Well, we can turn the metaphorical clock back to when the Greeks had just settled into their Bronze Age, at the turn of 2000 BCE, during the Minoan era. This ‘Minoan Greece’ is mysterious in its unknown tales and stories as we aren’t sure what an average life was like then (we only have an idea of what the average Greek life would be like when we skip forwards to Archaic Greece, but we’re getting a little ahead of ourselves). Scholars and academics are in fact debating if the infamous tales of the Minotaur of the Greek Mythology actually came from that mysterious Minoan period.

The later Mycenaean (widely pronounced as ‘My-can-ean’ or ‘Mice-a-Neeyan’) Period around 1750 to 1100 BCE holds a similar period of mystery and distance in our understanding of that era. Additionally, Mycenaean Greece is also where most of the Greek Tragedies and events in mythology occur, such as the Trojan War, the events in the Iliad, and events in the Odyssey along with being the setting of many other elements of Greek Literature.

But after the Greek Dark Age, (where we lose any connection to, or any remnants of, stories or events that happened at that time, except for oral stories passed down by word of mouth), we reach the point in time where we collectively visualise the concept and civilisation of “Ancient Greece”. Undoubtedly, the invention of the first truly alphabetical writing system by the Phoenicians influenced this critical turning point. 

Now that we reach the period where this civilisation has gotten a hold on what its past is, we can begin exploring the events and stories that occur in Ancient Greece. But this time period is split into three: Archaic Greece (from 800 BCE to the middle of the Persian Wars), Classical Greece (from the Persian Wars to the arrival of Phillip II of Macedonia and his son Alexander the Great), and Hellenistic Greece (from Alexander’s death in 323 BCE to the Battle of Corinth in 146 BCE and/or the Battle of Actium in 31 BCE). There is a vast number of stories and events that define Ancient Greece as a civilisation, so let’s explore this eventful period of Greece’s history.

Archaic Greece (800 BCE to 480 BCE) was the period of Ancient Greece’s history when the invention of ‘polis’ became prominent therein.
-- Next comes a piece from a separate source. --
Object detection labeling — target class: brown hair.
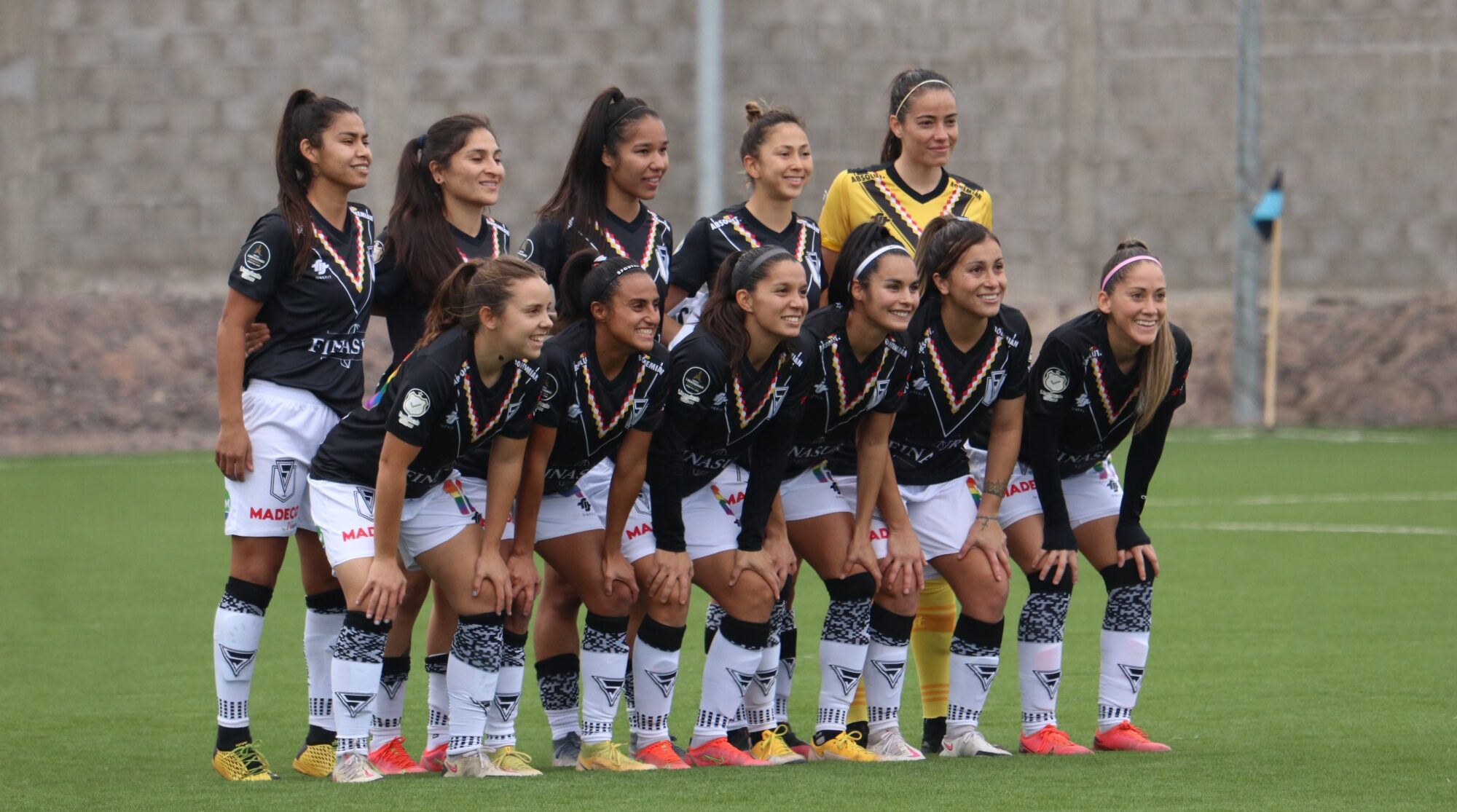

As the Archaic Period of the Ancient Greek state was starting off, hundreds and hundreds of small to medium-sized independent 'polis', or city-states, appeared and developed. A city-state was an autonomous society organised around a city and its neighbouring farmland, ruled by its own government. The political framework and structure differed vastly from one city state to another. An example of an independent city state is the well-known state of Athens, which was in fact rather small compared to the other cities of Sparta, Corinth, Argos, Thebes, and Eretria that were also present.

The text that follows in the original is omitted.